Mein subjektiver Ein… – Was? Wie? Und zwar was? Ach so… – und zwar als „Rapper“. Aber dazu komme ich noch. Zunächst: Meinem natürlich ganz subjektiven Eindruck nach hat Jimmy Blue Ochsenknecht vom Vater nicht nur Namen und Begabungsmangel geerbt, sondern auch mit seinen 17, 18 Jahren ein unfaßbar einfältiges, eitel selbstgefälliges Backpfeifengesicht (siehe Foto!). Ein Backpfeifengesicht ist, falls man das im Österreichischen nicht kennt, ein Gesicht, das dazu einlädt, oder auch danach schreit, mal links und rechts eine reingesemmelt zu bekommen, ein Schrei nach Hieben, den in diesem Falle selbst Gewaltlosigkeitsfreunde wie ich gut vernehmen können.
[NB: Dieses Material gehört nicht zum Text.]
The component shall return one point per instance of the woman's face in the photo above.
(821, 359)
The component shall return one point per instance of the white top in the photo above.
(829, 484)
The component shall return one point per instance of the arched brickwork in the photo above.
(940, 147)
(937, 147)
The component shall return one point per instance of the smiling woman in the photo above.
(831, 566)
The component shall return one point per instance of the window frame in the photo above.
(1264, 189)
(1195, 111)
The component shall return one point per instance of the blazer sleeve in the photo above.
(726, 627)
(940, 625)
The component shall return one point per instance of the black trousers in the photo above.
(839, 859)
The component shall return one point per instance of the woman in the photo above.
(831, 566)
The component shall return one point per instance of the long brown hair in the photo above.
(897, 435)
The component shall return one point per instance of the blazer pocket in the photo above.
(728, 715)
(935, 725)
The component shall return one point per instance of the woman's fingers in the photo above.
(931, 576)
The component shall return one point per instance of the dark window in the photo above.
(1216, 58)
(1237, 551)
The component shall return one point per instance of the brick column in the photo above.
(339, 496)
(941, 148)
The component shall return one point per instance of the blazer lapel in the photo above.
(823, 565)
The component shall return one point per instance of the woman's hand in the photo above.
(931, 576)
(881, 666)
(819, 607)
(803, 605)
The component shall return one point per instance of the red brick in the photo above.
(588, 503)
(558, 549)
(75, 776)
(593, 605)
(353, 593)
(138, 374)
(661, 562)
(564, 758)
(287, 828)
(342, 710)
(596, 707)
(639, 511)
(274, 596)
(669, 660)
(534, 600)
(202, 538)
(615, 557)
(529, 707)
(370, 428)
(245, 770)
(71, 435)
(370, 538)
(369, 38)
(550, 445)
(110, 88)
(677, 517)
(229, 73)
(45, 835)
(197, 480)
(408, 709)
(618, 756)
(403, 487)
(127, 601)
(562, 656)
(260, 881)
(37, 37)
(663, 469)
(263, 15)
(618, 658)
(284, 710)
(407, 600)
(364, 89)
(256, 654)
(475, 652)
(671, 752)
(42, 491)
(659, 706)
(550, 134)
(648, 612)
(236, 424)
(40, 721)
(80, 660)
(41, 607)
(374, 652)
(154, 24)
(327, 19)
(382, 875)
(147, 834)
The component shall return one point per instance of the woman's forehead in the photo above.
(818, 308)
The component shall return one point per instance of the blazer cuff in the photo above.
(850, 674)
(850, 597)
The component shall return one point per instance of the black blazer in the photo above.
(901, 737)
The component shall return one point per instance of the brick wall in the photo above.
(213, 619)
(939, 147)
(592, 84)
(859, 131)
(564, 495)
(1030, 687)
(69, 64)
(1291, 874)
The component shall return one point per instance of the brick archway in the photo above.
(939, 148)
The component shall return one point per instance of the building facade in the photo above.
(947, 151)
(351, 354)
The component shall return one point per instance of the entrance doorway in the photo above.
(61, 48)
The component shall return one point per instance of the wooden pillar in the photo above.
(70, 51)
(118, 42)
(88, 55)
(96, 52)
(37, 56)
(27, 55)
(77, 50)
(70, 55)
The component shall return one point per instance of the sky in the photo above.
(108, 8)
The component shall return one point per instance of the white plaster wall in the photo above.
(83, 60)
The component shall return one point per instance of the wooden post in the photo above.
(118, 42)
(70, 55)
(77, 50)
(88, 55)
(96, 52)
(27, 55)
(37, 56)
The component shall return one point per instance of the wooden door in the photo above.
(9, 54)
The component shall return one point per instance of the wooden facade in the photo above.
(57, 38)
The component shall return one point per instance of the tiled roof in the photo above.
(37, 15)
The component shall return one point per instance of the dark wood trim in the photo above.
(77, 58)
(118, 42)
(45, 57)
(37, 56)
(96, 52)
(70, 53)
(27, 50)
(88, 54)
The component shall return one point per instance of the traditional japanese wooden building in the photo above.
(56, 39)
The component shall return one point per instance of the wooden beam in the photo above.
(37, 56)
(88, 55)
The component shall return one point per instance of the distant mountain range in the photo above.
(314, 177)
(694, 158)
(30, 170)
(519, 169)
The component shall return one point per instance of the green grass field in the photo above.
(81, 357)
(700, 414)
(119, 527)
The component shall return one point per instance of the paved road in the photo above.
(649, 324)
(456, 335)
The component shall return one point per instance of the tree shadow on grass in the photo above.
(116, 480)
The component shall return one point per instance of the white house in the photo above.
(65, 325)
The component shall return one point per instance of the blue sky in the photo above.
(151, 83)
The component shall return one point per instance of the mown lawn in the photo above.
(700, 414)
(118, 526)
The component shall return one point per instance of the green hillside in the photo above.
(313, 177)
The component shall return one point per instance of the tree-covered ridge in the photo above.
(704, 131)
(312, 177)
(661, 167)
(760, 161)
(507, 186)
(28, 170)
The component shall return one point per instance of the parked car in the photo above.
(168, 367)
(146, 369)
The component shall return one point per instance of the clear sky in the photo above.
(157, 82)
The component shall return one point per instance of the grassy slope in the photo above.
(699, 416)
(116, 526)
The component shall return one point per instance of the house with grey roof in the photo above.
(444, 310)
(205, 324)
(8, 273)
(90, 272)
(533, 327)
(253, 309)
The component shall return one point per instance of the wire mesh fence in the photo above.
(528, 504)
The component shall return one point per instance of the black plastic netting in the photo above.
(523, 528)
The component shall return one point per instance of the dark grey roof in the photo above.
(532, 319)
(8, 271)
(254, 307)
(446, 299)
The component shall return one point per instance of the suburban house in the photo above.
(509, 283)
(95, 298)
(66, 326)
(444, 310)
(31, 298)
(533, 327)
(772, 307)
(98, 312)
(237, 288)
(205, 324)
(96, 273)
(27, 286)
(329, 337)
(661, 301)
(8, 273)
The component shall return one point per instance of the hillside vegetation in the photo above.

Dieser Jungspund „rappt“ nun also, was soll man auch machen als Reiche-Leute-Kid mit „qualifiziertem Hauptschulabschluß“, oder er bewegt jedenfalls den Mund zum Gesang von jemandem, der das kann, dies bleibt im Video unentscheidbar. Für das Musik-Video nun hat man den gepflegten Waldorf-Schüler (!), der grund-behütet, begütert und rund-betütert in Grünwald, einer der schweinereichst-exklusivsten Villen-Gegenden Münchens unter lauter gleichgestellten Schickimicki-Idioten aufwuchs, in so ein „original“ Gangsta-Rap-Outfit gesteckt, inklusive Kapuzen-Seidenbluson, Baseballcap, Hängehosen und Blinkblink-Goldkette, und dann tigert bzw. stiefelt (im unsäglichen Video) dieser streetgang-mäßig ausstaffierte Kleinkriminellendarsteller auch noch in so ’nem antrainierten schwarz-schwuchteligen Hampelgang durch ein Ghetto, als wäre er mindestens 50 Cent oder Snoop Doggy Dog, flankiert von vier, fünf harten, gemischtrassig-farbigen Background-Kriminellen, ahmt diese spastischen HipHopper-Moves nach und macht also einen auf sozialkritischen Gangster (Gangsta)! Deutsche Gangsta-Rapper mit Migrationshintergrund wie BushidoSido oder Massiv sind ja schon abgeschmackteste, abgefuckteste fake-Kriminelle, aber Freund Jimmy Blue ist davon noch der fünfte oder sechste Aufguß! Es ist zum Schreien! Volle 100% fake! und soviel angesammelte Anschleimerei, Kommerz-Wichse, Präpotenz und Anmaßung, daß es für die Jahreshauptversammlung der Verkäufer einer Gebrauchtwagen-Kette reichte! Das wird den Vater-Deppen Uwe aber stolz machen! Mein Sohn, ein echter Straßenkrimineller! Super! – Tja schade, meine Kinder heißen Hans und Else, da kann ich solche shooting-star-Karrieren wohl knicken.

Ausnahmsweise habe ich Jimmi Blue etwas gewünscht. Einen Auslandsaufenthalt. Ich kenne zufällig ganz gut ein paar Viertel in Southside Chikago, wo der kleine weiße Arsch, das nachgemachte Armani-Ghetto-Kid, spontan viele Mit-Rapper finden wird. Und Freunde fürs Leben. Dieses freilich, steht zu befürchten, wird dort kurz sein. Yo, Brother!